There were psychological barriers she had to get through. That kind of surgery will cause that.
“I was hesitant at first but regained my confidence. You’re not sure what it’s going to feel like; what will be my range of mobility. It was trial and error, but I pushed myself past those nerves,” she says.
Then, of course, there is the first game. That wasn’t only her first game since surgery, but her first game — she started it — in college. She had been a redshirt her true freshman season. To top it all off, the game was in Madison, Wisconsin, against the University of Wisconsin, not just any opponent. Wisconsin would go on to win the national championship in December.
Talk about an emotional waterfall.
“It was definitely emotional. Wisconsin is a great environment. Huge volleyball fans up there,” she remembers. “My mom had traveled to watch, and I remember looking up and she was crying when they announced my name.”

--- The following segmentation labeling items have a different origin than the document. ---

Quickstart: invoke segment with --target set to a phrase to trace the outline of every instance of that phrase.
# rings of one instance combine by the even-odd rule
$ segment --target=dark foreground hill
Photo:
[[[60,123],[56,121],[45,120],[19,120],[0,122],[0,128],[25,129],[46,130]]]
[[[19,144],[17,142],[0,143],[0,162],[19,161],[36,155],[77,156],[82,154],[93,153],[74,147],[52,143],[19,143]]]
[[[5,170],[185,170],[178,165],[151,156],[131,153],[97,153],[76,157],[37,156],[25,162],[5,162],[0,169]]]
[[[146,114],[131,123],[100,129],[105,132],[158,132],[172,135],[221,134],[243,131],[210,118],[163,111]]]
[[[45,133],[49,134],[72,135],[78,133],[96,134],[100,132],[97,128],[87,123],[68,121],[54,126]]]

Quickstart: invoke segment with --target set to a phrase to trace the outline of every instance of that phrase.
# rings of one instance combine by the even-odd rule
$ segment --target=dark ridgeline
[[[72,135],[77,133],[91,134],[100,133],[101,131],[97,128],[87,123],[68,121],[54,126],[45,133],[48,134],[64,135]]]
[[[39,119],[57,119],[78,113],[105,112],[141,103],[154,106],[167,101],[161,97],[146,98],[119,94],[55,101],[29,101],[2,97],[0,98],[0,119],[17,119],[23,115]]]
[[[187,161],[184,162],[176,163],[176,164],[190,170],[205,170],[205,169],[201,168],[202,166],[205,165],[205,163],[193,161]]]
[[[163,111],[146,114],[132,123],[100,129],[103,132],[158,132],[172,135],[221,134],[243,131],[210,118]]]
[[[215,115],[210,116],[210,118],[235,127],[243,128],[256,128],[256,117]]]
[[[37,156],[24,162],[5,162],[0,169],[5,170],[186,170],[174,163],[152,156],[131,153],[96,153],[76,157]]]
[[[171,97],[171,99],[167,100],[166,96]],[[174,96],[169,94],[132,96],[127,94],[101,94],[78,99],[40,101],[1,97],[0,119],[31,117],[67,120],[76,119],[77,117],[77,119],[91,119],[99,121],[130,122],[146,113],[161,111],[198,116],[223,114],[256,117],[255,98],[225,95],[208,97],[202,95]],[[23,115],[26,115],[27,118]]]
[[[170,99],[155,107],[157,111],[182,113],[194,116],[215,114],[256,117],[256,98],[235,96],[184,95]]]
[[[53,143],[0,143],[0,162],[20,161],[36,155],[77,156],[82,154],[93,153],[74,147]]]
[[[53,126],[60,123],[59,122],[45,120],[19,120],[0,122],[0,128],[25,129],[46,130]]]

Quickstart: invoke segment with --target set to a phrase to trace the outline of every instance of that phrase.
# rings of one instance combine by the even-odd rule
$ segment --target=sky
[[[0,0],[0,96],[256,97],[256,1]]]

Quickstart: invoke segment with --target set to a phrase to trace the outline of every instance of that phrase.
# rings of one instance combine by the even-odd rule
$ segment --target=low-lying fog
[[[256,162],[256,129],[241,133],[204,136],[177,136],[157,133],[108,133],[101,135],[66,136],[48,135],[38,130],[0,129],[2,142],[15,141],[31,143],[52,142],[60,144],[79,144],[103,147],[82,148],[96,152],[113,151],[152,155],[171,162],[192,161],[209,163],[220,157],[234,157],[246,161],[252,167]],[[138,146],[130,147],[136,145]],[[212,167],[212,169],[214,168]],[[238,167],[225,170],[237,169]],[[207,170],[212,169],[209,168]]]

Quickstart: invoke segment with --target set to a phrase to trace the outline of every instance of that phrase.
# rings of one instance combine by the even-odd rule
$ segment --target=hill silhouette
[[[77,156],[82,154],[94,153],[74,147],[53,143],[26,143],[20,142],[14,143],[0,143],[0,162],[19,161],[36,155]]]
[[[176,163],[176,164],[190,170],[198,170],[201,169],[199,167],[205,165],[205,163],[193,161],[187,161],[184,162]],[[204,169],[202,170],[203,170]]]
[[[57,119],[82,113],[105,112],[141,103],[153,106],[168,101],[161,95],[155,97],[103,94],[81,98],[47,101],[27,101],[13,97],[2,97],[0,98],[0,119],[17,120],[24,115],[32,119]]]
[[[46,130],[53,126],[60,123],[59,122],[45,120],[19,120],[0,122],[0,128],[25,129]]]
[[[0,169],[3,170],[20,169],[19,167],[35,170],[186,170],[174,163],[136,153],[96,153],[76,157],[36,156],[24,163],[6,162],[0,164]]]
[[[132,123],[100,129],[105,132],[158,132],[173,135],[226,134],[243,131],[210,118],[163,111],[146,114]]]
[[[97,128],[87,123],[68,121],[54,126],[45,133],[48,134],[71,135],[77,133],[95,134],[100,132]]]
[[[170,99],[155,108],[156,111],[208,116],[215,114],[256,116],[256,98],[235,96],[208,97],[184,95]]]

Cole says she felt strong the entire season, “a lot stronger than before the surgery and feel I’m a better player now.”
Cole is currently in the midst of spring workouts. The day we chatted she was headed with her team to Norman, Oklahoma, for a spring workout game with Oklahoma.
Says Nakatsuji, the Clearcover founder: “She came back stronger than before, and I’m excited to see what she does at TCU and where her career takes her.
“Not only is it inspiring to see what Madi has done in her athletic career, but it’s great seeing her take that resiliency off the court too.”